Bad news all around.

Artist’s rendition.

I made the ~1.5 day trek out to the one location I knew had rocks, while nervously glancing at the freezing ice starting to cover my screen. Torches do nothing to assuage my growing frostbite, so I periodically set fire to bushes and trees near the road. Once I get to the rocks, I realize that I can’t actually dig up the terrain here – the difference must be rock vs rocky. What does “rocky” look like? Oh, shit, that’s a Tallbird that is attacking my walking treasure chest! Oh… but it has left its nest undefended with its beautiful, succulent egg…

Pro tip #1: a Tallbird will one-shot you without armor.

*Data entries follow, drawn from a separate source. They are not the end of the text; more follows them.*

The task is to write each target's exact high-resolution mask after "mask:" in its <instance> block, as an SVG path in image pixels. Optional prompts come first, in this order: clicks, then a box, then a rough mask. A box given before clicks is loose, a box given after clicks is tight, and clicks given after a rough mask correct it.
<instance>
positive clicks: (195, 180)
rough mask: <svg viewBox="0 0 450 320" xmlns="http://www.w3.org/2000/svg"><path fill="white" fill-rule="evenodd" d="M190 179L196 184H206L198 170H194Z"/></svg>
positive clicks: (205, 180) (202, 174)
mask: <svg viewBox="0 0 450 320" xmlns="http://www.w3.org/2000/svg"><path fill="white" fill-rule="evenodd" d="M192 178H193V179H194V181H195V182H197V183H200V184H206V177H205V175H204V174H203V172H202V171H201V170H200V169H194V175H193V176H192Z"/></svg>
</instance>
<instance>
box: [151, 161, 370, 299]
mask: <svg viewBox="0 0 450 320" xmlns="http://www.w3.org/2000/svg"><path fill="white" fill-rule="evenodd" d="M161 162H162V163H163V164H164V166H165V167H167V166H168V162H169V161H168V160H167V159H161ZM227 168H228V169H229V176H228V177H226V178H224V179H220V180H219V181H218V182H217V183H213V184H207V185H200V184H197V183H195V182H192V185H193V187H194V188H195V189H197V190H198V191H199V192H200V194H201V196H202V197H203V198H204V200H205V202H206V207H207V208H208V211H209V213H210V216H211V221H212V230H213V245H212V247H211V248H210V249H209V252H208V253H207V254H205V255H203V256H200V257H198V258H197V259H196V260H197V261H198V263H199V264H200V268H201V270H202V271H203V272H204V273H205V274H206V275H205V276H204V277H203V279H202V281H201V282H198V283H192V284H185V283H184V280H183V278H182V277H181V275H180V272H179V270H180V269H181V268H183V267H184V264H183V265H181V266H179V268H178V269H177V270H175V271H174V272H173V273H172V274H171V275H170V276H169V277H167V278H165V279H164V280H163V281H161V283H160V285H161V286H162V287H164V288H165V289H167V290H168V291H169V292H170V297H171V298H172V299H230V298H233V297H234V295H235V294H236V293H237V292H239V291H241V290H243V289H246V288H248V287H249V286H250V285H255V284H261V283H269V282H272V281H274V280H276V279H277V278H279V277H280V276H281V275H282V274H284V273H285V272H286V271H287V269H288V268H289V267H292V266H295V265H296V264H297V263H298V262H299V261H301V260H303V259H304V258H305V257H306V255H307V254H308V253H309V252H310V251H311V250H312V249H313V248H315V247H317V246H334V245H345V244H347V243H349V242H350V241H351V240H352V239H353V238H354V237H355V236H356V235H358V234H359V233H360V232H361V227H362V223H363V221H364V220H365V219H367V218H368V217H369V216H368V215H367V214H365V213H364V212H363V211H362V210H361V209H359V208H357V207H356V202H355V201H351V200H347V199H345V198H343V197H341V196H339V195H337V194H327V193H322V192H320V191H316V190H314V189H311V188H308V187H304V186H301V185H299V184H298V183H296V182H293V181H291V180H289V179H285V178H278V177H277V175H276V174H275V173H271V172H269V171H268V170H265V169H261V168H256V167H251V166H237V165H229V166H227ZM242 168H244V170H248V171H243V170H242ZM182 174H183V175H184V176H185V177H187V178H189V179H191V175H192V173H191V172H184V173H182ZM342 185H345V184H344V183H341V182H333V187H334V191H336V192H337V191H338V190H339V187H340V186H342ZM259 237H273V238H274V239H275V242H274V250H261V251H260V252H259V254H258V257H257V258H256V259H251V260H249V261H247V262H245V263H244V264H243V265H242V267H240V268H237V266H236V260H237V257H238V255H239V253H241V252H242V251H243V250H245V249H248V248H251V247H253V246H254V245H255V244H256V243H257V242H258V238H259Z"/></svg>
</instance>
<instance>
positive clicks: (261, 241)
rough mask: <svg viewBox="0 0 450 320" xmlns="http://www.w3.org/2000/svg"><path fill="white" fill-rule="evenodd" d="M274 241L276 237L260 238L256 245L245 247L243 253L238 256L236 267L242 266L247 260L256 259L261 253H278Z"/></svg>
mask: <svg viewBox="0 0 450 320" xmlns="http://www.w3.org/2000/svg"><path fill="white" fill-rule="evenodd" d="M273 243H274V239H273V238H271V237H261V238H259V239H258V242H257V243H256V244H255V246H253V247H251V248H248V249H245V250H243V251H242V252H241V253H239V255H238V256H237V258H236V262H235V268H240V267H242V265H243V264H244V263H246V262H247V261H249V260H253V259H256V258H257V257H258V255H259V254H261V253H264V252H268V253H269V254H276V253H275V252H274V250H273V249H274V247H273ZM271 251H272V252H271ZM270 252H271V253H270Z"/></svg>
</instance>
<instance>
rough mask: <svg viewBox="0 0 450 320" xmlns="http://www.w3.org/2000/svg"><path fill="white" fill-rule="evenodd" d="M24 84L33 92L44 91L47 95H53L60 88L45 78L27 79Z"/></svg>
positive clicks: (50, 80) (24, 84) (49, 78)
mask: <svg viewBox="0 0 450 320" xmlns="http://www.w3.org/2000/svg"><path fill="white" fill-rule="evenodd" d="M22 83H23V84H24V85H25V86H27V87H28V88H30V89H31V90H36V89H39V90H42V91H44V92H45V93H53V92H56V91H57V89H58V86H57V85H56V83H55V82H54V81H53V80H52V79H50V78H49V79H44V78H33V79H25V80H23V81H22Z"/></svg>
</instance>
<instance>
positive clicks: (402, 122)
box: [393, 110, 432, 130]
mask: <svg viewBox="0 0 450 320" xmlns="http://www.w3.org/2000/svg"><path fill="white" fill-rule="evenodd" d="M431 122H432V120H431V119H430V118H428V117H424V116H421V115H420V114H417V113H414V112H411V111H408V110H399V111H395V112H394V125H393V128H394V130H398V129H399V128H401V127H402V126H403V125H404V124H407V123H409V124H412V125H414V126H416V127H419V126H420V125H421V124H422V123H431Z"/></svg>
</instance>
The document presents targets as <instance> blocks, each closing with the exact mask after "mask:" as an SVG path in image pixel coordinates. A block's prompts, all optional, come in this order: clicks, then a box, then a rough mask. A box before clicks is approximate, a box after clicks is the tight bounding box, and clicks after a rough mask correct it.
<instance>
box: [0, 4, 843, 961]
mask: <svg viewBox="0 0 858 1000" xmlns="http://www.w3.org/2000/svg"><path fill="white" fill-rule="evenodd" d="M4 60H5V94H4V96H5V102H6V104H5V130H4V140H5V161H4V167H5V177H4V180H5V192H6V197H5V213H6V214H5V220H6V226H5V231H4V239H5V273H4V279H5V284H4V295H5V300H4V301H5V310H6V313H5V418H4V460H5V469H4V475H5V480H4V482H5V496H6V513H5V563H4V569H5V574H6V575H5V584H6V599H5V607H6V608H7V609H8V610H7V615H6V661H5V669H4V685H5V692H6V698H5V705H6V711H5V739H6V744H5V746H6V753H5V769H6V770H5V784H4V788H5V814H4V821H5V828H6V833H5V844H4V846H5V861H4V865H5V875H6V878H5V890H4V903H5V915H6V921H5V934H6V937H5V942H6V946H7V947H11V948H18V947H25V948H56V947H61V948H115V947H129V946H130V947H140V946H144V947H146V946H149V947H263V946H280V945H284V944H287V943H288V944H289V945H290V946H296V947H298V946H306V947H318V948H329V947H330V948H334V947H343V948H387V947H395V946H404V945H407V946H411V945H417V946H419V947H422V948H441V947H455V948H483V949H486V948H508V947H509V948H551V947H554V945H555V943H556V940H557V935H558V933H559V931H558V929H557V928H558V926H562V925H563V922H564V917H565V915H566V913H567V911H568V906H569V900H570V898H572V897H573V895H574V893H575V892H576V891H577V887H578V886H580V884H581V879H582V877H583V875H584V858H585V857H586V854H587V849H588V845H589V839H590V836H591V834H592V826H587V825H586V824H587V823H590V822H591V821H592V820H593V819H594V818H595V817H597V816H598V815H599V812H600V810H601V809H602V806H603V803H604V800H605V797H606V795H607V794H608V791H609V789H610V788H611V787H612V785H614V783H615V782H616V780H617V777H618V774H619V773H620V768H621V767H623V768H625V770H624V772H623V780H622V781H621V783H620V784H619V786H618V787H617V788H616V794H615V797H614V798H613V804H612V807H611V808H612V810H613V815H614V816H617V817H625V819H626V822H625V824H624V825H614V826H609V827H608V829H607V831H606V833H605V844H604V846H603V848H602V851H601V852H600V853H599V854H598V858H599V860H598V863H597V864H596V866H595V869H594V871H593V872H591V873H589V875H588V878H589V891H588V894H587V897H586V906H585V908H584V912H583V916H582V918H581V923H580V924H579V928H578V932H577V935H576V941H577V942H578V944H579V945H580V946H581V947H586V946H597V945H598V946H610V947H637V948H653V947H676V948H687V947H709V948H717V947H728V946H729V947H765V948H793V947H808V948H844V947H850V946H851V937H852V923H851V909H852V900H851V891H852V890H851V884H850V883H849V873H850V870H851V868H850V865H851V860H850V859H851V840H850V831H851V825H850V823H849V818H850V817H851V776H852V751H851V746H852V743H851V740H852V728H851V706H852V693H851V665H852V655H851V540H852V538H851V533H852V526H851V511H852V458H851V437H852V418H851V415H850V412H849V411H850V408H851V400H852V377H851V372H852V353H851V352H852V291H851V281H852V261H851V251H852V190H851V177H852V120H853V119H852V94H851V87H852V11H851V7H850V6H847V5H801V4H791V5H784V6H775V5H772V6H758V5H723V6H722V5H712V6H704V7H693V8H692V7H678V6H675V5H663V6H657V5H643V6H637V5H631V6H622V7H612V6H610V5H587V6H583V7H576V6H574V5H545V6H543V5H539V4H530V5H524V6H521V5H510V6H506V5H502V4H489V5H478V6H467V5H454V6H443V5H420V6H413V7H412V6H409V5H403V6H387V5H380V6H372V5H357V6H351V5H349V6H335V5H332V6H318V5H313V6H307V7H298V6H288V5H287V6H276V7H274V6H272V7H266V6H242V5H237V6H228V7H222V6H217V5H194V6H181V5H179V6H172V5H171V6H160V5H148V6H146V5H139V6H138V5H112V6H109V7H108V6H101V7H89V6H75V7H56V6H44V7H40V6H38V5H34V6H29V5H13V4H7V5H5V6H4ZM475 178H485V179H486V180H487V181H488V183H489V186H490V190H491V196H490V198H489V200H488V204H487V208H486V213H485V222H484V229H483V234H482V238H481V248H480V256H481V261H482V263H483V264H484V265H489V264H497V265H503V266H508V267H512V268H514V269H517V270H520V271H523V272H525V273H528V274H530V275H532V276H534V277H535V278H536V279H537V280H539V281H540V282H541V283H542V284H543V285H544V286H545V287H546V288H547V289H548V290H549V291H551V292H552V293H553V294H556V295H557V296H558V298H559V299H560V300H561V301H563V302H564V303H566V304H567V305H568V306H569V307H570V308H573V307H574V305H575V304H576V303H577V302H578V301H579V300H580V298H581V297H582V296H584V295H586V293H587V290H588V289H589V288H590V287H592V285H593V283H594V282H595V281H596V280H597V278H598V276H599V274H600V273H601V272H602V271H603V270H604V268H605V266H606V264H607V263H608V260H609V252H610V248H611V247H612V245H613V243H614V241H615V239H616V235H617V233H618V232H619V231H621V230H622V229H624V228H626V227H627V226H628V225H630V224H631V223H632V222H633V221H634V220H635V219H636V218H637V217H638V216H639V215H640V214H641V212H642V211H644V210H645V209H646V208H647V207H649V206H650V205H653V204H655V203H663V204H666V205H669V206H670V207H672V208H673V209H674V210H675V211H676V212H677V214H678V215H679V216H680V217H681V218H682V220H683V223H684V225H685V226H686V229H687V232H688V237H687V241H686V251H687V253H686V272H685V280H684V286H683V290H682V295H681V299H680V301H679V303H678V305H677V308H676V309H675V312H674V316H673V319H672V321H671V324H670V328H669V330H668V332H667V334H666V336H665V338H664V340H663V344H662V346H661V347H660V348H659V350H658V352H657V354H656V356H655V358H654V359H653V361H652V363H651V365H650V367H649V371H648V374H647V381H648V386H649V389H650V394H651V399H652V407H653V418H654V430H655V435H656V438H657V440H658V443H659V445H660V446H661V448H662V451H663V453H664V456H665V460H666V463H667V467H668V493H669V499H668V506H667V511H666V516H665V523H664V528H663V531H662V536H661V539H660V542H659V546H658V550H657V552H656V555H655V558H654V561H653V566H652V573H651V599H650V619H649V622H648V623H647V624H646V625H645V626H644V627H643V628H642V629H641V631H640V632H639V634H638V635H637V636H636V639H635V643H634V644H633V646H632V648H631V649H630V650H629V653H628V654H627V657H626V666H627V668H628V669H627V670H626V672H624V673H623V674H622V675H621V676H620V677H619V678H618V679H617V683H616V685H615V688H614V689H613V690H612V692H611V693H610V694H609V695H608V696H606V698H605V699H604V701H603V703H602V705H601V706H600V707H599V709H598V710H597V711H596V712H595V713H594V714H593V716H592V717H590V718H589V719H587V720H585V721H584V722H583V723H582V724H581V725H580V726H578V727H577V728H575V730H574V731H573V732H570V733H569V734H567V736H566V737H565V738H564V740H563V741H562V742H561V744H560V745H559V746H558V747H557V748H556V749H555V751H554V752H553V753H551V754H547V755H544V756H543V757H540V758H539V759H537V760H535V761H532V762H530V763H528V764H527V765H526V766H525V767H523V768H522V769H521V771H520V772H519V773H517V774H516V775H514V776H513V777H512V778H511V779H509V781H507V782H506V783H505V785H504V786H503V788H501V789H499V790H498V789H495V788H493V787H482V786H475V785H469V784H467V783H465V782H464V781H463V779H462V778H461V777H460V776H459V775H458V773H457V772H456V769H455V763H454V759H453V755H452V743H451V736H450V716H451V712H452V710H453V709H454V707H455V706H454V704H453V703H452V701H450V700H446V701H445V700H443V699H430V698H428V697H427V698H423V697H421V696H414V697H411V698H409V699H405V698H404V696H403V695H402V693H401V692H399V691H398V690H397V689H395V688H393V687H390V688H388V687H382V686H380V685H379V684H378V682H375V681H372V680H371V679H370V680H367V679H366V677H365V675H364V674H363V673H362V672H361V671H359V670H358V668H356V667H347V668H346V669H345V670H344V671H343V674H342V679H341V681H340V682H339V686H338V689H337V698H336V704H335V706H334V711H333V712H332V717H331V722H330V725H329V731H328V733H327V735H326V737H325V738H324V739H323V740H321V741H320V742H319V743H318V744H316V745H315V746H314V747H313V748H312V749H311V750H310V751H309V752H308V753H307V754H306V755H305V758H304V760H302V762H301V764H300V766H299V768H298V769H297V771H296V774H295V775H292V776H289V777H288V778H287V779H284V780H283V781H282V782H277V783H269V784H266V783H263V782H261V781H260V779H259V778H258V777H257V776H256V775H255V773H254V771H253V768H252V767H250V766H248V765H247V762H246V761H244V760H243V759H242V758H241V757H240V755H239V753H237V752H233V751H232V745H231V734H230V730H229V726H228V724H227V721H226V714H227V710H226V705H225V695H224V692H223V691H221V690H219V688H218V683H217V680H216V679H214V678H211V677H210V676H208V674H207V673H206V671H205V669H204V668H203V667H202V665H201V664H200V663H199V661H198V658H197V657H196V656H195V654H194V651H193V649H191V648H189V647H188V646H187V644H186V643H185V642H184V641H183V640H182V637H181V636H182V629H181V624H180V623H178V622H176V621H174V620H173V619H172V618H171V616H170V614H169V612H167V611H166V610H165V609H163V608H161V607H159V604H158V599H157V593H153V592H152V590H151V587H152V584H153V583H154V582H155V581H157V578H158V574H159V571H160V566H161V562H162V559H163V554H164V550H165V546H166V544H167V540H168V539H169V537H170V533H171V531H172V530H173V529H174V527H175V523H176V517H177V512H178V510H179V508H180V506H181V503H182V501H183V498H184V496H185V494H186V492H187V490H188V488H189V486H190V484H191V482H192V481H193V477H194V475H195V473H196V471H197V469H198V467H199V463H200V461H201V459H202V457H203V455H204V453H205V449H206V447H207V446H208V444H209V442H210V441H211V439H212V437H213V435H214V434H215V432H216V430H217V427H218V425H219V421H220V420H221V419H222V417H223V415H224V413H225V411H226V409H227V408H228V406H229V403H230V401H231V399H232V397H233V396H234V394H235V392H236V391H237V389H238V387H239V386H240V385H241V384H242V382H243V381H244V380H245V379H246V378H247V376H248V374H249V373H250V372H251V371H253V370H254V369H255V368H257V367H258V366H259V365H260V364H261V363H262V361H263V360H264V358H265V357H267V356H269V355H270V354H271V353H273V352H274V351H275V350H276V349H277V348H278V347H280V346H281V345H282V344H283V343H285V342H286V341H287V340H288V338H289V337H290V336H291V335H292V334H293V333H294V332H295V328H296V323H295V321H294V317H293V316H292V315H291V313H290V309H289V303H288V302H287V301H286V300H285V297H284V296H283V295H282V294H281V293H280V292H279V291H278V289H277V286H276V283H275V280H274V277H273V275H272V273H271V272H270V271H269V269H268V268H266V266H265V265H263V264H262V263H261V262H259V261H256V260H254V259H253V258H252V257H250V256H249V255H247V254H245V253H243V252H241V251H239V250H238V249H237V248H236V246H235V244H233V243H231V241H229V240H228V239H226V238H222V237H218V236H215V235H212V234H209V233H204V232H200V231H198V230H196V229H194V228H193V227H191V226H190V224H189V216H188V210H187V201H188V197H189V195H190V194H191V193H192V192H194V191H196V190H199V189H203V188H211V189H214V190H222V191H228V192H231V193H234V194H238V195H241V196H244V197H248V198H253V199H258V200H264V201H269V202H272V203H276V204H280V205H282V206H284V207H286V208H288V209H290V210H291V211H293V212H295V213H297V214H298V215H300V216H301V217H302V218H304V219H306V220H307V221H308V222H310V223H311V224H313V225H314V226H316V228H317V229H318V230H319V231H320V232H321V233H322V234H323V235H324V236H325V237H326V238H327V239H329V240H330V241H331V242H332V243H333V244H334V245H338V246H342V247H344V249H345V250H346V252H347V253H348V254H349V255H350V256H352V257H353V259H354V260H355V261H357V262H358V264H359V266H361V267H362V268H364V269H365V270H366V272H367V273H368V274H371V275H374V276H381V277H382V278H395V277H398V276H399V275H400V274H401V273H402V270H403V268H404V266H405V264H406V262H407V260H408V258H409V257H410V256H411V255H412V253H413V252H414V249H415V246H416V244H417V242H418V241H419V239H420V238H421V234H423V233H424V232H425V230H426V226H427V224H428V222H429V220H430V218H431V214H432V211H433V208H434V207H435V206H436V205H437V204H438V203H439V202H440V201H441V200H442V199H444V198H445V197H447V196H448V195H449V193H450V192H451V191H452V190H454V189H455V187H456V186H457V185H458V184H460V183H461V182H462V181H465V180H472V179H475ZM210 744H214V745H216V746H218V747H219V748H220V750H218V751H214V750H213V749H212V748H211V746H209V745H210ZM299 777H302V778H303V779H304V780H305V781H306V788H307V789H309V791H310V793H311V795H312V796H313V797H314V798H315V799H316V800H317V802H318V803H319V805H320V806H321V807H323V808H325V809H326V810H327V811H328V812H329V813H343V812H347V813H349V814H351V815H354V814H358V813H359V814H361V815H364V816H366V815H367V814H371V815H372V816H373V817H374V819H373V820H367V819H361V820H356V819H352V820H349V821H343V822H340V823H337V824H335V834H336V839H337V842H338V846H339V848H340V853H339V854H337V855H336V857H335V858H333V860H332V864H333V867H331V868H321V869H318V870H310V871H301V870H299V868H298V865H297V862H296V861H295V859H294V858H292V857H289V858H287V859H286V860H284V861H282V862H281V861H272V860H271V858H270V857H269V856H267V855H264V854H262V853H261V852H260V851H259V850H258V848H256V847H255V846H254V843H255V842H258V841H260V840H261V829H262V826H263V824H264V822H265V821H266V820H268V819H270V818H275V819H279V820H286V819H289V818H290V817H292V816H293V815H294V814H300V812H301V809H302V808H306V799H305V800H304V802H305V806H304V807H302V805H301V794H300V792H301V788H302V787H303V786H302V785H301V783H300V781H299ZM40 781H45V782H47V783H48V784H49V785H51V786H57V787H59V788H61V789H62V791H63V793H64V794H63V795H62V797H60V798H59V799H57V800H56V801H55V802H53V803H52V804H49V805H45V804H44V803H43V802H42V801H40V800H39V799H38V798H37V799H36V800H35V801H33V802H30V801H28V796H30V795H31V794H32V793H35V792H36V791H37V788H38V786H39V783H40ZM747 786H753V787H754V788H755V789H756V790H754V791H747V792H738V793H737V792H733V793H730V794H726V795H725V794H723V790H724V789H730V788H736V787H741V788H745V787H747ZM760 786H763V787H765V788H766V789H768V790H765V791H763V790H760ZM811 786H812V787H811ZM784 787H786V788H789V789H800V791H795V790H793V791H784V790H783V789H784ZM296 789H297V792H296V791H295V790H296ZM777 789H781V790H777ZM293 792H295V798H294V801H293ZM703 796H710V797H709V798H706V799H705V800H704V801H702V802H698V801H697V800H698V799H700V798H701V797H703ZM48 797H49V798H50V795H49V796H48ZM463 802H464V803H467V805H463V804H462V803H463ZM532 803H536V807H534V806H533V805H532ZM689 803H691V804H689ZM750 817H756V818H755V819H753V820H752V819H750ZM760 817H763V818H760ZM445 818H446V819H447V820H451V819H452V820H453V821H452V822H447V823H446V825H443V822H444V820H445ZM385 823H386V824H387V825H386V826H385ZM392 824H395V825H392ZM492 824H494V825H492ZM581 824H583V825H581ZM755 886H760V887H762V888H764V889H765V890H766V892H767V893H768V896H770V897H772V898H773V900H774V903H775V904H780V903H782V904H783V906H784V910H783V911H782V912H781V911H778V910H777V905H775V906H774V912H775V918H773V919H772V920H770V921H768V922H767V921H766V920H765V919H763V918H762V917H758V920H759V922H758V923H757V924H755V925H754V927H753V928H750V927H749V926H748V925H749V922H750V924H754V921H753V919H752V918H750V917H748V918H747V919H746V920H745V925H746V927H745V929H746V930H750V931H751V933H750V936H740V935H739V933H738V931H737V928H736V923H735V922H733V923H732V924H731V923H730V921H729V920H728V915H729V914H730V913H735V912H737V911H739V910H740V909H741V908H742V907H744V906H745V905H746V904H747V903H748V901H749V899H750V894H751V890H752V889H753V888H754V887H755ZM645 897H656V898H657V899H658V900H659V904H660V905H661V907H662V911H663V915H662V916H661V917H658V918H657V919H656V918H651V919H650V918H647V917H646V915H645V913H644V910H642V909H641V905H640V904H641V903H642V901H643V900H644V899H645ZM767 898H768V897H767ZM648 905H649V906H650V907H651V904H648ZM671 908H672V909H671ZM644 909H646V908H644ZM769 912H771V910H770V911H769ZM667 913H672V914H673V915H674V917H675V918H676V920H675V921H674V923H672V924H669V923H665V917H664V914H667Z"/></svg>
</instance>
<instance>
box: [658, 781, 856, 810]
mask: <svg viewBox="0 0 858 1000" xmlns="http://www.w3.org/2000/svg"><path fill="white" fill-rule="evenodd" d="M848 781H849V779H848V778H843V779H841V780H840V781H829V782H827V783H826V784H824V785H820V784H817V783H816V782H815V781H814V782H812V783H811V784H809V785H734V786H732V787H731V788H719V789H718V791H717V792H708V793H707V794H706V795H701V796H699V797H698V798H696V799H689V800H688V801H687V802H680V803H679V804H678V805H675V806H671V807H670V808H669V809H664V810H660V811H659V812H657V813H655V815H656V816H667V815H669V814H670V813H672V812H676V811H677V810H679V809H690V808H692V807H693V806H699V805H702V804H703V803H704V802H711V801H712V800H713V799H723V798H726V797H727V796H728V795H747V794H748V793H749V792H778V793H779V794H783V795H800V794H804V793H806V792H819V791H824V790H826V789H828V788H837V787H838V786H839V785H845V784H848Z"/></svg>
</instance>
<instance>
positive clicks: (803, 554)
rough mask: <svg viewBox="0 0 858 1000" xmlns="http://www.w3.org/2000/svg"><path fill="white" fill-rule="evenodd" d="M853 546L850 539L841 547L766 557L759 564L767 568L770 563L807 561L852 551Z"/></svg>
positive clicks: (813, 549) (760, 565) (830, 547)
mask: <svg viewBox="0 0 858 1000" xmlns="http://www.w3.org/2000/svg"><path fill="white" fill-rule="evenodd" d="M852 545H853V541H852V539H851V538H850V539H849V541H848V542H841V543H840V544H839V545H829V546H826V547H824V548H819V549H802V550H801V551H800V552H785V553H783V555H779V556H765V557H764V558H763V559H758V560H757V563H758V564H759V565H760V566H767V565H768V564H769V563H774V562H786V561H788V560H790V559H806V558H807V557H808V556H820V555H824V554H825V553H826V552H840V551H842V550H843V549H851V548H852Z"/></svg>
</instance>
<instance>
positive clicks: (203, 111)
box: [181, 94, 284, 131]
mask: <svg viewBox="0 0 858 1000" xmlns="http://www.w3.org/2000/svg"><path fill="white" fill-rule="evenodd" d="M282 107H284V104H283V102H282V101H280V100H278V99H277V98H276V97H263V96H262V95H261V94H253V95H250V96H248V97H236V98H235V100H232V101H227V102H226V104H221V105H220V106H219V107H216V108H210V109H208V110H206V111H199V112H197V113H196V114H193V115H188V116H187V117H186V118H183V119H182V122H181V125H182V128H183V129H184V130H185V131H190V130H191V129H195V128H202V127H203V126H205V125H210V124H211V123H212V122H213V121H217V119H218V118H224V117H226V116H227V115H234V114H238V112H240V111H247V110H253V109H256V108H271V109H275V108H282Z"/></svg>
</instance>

Pro tip #2: resurrecting at a touchstone, practically naked in the dead of winter, with all your items in a pile around a Tallbird nest, is not actually all that useful. Especially when a pack of Hounds just happens to spawn not 20 seconds later.

Pro tip #3: Life is full of emptiness and disappointment and despair.

Day 1? Let's start a forest fire and jump in a wormhole.

This random forest will feel my pain.

I started another two games after that, abandoning the first when my initial 10 minute search for gold was fruitless. The second game though… hey, I might be getting somewhere. Bees? Fuck bees. I got two smoking racks, a bird cage to transform monster meat into eggs, and have 8+ traps on top of the rabbit holes in a nearby field. I’ll look to survive this first winter, erm, first before upgrading my base with bees. Maybe dig up a few more berry bushes and plant them closer, although the fish in nearby ponds are more than enough to keep me sustained.

And that’s when I found it. Maxwell’s Door. Adventure Mode, aka Challenge Mode, aka a purpose greater than mere survival.

I have a very special set of skills...

I have a very special set of skills…

I’m coming for you, Max. You thought you could leave me to die in your hellish wilderness realm? I got news for you, boy: it’s you who are trapped in here with me.

Not for long though. Not. For. Long.